The article also states that unreacted carbon monoxide in the hydrogen from the WGS reaction is a poison for platinum-based fuel cell catalysts, such that a catalyst that can make a pure stream of hydrogen and carbon dioxide would be beneficial. However, the process would require the separation of hydrogen and carbon dioxide, and would need to operate under conditions that achieve WGS equilibrium with trace levels of carbon monoxide low enough to be tolerated by the fuel cell catalysts. This is likely to require low temperature operation using a converter with in situ cooling to avoid a temperature rise. Low temperature operation may dictate low pressure operation to control dew point and avoid water condensation, necessitating the recompression of product hydrogen to a useful delivery pressure.
While the catalyst development has excellent potential, the implications of scale up to industrial scale need to be considered before the benefit can be fully assessed and the claims made in the article validated.
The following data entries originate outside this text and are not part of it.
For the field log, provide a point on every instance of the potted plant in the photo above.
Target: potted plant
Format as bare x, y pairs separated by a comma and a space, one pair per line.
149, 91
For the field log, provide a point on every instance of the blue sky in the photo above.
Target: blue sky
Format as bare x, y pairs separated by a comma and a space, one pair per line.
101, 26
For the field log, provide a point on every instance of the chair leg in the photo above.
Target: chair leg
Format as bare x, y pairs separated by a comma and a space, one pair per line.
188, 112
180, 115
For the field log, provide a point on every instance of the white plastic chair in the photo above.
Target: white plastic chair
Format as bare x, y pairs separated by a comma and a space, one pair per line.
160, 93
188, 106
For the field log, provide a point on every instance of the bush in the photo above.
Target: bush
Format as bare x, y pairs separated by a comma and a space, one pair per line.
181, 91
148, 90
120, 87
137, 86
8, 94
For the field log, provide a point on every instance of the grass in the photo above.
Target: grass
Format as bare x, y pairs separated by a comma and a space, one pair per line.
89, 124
Peter Broadhurst CChem MRSC
Hutton Rudby, UK
Shooting for safety
I was amused at the laboratory deep clean cartoon strip. When I was a PhD student at Nottingham University in the early 1960s, we had a simple and very effective way of dealing with strange chemicals generated by research. In my lab we were working on boron hydrides and nitrides, many of which were extremely sensitive to air. Often, they were sealed in ampoules and thought to be too dangerous to dispose of inside. Behind the new chemistry building was a sandstone cliff, about 30 feet high, and at the base these ampoules were set up on a small mound of sand. The University Rifle Club, led by Col (Dr) Shaw of the department (and of former Bisley fame), assisted by my close friend Russell Molyneaux, would take pot shots, ricochet being one outcome.
From my lab window I could see the occasional flashes from a successful hit when the flask contents burnt away harmlessly. I have no idea what happened to the shards of glass. Didn’t have to write a risk assessment in those days!
Paul Roebuck FRSC
The letter ‘Life with hearing difficulties’ states that John Cornforth, who was profoundly deaf, ‘was fortunate that his hearing difficulty came after he had completed his formal education’. That is not so. It is recorded for example in the Guardian obituary of Cornforth that he started to observe hearing loss at age 10 and that when he was an undergraduate student at the University of Sydney he was ‘unable fully to hear the lectures’.
Clifford Jones FRSC
University of Chester, UK
In ‘The air we exhale’ (Chemistry World, May 2021, p56) the ‘safest and most practicable limit’ for blood alcohol should have been 20mg per 100ml, and the modern breathalysers used by law-enforcement are not triggered by breath acetone produced by diabetic ketoacidosis. Thanks to Robert Flanagan CChem FRSC for alerting us to these errors.